The stranger introduces himself as Lucian. Lucian is a demon. He wants to tell Clay his story, because it is "very closely connected" to Clay's. Clay is instructed to write down everything that Lucian tells him.

Over the course of several months and various encounters in which Lucian appears in different human forms (sometimes male, sometimes female), Clay learns the story of the demons' fall from glory and how they have sought revenge on God ever since by corrupting God's favored people: human beings. The demons despise all humans because they sin constantly but God still forgives them, despite the fact that the demons were eternally damned after making a single mistake. However, Clay still cannot see how the story connects with his own life, even though it is quite obvious to the reader. He is essentially blind, and that blindness just may seal his fate in the end.

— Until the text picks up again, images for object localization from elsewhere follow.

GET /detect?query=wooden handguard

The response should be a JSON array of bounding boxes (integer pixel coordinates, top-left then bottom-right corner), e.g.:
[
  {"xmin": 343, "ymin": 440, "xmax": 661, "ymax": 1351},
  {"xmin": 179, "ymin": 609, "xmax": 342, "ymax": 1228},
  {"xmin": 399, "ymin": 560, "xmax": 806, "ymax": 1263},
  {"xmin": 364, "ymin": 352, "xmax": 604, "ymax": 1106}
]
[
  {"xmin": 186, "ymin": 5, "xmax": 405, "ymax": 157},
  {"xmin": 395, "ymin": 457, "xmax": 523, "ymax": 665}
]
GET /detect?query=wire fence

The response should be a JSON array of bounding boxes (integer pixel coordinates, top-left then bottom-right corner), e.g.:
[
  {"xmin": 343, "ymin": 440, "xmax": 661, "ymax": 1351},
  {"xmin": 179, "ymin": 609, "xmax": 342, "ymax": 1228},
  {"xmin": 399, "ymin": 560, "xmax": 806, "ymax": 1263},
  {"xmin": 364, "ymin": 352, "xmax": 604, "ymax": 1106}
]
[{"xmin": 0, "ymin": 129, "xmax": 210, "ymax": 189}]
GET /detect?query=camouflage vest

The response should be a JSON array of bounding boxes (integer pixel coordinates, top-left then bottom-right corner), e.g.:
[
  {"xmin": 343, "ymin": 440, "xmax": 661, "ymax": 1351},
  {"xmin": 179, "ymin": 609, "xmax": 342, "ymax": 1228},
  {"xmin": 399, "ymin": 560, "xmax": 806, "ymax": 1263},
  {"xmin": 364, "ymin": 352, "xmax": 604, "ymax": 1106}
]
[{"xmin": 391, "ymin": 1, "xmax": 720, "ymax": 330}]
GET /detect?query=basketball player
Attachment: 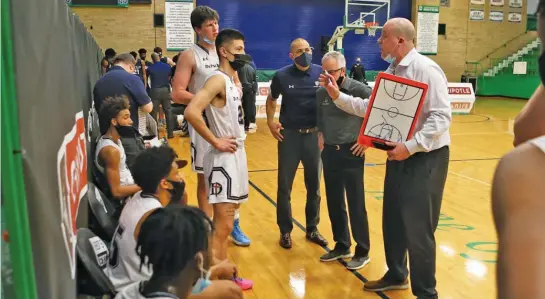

One thing I enjoyed about reading this book is the beauty of Ms. Lee's prose. Her style flows easily and creates some vivid imagery that I found moving:

"But here was the most terrible thing: El went down to Eden and laid himself out over the waters, there to brood in trembling sorrow. And it infused me, this sorrow. It saturated my being. Beside me, seraphim huddled with long faces. Some of them wept. I had never seen such tears before--dark, remorseful, bereft of joy. There was only sadness and dread, that terrible sense that had I been a god, I would have set it all back. I would have erased everything, returned it all to the way it had been."

"Why couldn't you?" I said. "For that matter, why couldn't God?"

The kid gave a jolt of laughter that sounded slightly hysterical, and then his lips curled back from his teeth, and spittle flew out with his words. "I'll tell you why: Because we were damned! Oh, not that I knew it then--how could I? There was no precedent for any of it. Wrong had never existed. Lucifer had to manufacture that first aberration himself. Until then, there had been one law dictated by the sole fact of our creation: Worship the creator. And now, as surely as Lucifer's throne had broken into a thousand splinters, we had violated that order." (page 57)

As much as one may feel sorry for the demons, Ms. Lee does not diminish the fact of their true nature: they are evil. And through the grace of God, we humans have the opportunity for the redemption to which the demons have been denied.